Located on the southern end of the Medicine Bow Mountains in north central Colorado, the 76,394-acre Rawah Wilderness was designated by the Wilderness Act of 1964. "Rawah" is a Native American term meaning "wild place."

Elevations in the Rawah Wilderness range from about 8,400' to 12,951'. The high peaks were carved by glaciers, resulting in spectacular cirque lakes and moraines. There are twenty-five named lakes, ranging in size from 5 to 39 acres. This high alpine area contains the headwaters of the McIntyre, Rawah and Fall Creeks, as well as the Laramie River. The Rawah is host to mammals such as elk, moose, mule deer, black bear, bighorn sheep, marmot and beaver. There are many species of birds including the red-tailed hawk, white-tailed ptarmigan, golden eagle, raven, Steller's Jay and a variety of warblers living here.

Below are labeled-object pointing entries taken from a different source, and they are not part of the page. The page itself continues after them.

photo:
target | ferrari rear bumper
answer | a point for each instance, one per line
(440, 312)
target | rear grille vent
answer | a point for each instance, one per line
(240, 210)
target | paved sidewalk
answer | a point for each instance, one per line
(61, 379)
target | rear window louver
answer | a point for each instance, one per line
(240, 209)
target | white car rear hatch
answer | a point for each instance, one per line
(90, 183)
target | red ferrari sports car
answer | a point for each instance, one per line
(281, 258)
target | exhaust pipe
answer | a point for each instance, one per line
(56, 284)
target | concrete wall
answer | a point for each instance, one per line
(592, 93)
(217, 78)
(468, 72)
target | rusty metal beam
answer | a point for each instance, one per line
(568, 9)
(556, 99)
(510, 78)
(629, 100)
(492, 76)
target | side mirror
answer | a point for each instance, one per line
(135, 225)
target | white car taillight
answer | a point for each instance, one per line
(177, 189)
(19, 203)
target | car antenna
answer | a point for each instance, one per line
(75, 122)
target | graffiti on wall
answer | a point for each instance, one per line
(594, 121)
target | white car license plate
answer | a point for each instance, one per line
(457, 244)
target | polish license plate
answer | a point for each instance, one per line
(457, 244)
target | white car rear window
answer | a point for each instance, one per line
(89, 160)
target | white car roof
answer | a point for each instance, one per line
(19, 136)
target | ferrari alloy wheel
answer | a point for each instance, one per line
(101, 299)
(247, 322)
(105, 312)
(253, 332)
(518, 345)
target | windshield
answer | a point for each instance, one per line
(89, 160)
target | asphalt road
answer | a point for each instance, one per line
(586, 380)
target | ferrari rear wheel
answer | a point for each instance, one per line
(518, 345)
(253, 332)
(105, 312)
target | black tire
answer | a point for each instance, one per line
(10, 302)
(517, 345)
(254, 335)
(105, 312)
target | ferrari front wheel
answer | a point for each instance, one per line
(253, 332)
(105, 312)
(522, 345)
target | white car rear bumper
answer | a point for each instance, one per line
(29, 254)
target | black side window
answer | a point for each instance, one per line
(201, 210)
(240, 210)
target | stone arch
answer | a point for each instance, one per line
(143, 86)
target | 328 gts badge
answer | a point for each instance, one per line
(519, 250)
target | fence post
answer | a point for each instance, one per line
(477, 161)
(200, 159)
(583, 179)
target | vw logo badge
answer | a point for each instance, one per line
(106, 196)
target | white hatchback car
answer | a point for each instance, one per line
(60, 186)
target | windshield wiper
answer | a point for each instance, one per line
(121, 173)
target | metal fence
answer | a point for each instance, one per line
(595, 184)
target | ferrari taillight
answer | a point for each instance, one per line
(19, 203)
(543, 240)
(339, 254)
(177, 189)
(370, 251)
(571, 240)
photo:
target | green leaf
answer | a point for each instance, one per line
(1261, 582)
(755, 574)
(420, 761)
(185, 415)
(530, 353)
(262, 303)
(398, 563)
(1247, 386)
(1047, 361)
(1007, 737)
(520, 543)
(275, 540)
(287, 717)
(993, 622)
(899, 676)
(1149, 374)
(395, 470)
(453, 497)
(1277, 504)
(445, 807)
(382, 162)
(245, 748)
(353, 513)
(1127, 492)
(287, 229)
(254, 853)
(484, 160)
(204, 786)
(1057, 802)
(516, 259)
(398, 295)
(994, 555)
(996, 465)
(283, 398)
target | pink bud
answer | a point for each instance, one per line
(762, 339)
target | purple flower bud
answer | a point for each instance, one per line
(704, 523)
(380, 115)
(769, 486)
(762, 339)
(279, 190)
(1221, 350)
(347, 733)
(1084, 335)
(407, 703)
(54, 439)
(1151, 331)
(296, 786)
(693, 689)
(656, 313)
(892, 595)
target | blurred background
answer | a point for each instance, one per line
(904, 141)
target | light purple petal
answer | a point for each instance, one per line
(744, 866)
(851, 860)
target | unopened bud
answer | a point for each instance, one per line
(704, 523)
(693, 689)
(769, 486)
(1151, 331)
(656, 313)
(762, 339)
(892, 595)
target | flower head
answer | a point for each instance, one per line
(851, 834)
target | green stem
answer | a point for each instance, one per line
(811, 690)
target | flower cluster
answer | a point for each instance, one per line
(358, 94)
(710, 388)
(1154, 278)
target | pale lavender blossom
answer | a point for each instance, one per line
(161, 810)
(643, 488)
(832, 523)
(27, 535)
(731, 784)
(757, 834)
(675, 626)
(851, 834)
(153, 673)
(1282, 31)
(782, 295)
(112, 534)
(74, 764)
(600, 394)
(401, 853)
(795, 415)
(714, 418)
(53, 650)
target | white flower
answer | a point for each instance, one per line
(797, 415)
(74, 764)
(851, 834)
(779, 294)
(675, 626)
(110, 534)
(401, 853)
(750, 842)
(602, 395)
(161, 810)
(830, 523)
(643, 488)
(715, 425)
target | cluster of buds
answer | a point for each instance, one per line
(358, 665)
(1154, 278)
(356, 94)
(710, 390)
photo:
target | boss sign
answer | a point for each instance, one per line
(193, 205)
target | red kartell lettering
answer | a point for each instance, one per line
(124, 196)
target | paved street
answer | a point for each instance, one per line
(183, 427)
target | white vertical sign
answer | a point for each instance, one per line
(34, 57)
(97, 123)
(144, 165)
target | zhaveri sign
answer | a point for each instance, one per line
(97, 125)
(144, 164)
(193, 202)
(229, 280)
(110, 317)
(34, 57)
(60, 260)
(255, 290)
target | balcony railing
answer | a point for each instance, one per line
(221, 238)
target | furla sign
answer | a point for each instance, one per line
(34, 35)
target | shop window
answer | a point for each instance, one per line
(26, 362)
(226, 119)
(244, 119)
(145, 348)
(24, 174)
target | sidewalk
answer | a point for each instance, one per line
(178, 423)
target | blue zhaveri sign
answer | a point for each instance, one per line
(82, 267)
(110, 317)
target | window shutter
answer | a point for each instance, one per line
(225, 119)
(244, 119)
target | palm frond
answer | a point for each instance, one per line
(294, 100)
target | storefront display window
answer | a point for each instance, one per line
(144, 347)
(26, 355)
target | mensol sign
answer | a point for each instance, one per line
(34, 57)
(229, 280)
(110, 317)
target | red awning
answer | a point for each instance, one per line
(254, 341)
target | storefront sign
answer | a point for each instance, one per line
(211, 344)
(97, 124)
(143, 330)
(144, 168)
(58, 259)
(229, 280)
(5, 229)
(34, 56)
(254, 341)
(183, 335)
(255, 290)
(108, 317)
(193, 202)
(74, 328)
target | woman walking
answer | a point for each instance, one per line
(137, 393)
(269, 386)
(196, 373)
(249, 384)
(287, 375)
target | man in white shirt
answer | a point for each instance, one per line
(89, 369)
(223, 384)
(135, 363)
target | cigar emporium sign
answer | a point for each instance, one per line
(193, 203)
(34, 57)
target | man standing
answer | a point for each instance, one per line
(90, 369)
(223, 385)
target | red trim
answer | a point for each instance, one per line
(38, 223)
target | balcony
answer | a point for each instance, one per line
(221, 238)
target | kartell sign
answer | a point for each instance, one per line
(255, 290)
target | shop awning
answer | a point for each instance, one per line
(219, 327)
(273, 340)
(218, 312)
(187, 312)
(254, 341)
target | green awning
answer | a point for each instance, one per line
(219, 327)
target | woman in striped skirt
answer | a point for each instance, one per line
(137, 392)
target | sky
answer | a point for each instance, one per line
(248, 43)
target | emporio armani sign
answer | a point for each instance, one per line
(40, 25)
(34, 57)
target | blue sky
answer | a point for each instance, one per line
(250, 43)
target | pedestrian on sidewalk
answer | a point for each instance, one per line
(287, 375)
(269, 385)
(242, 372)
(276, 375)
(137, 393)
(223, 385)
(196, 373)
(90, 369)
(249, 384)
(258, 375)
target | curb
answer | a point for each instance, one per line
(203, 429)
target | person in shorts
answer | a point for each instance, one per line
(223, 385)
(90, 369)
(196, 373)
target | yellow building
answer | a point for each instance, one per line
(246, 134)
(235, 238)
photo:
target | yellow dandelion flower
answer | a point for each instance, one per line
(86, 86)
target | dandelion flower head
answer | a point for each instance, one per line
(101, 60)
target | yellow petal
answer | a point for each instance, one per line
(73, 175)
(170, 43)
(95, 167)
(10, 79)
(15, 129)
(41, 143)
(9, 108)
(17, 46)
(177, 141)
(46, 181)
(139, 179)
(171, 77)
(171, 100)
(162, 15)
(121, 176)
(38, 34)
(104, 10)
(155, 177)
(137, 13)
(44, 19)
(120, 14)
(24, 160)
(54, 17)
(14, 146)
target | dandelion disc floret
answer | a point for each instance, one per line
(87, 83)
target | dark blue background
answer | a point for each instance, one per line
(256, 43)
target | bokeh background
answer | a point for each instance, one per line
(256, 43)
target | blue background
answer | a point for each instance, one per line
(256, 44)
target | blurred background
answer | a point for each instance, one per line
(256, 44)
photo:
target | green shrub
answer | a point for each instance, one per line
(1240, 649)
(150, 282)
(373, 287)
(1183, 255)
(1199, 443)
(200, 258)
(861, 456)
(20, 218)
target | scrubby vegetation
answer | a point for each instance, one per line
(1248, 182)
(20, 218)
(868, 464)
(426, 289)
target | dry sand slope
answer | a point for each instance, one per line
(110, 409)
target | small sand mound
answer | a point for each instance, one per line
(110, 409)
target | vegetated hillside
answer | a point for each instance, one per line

The lakes and streams are filled with lake, cutthroat, rainbow and brown trout. Graylings are also found in the streams here. With more than 75 miles of maintained trails, Rawah Wilderness is becoming very popular with summer backpackers, hikers and anglers, and also with big game hunters in the fall.

The winter of 2010-2011 left so much snow on the ground, the Medicine Bow Trail was never opened to hikers.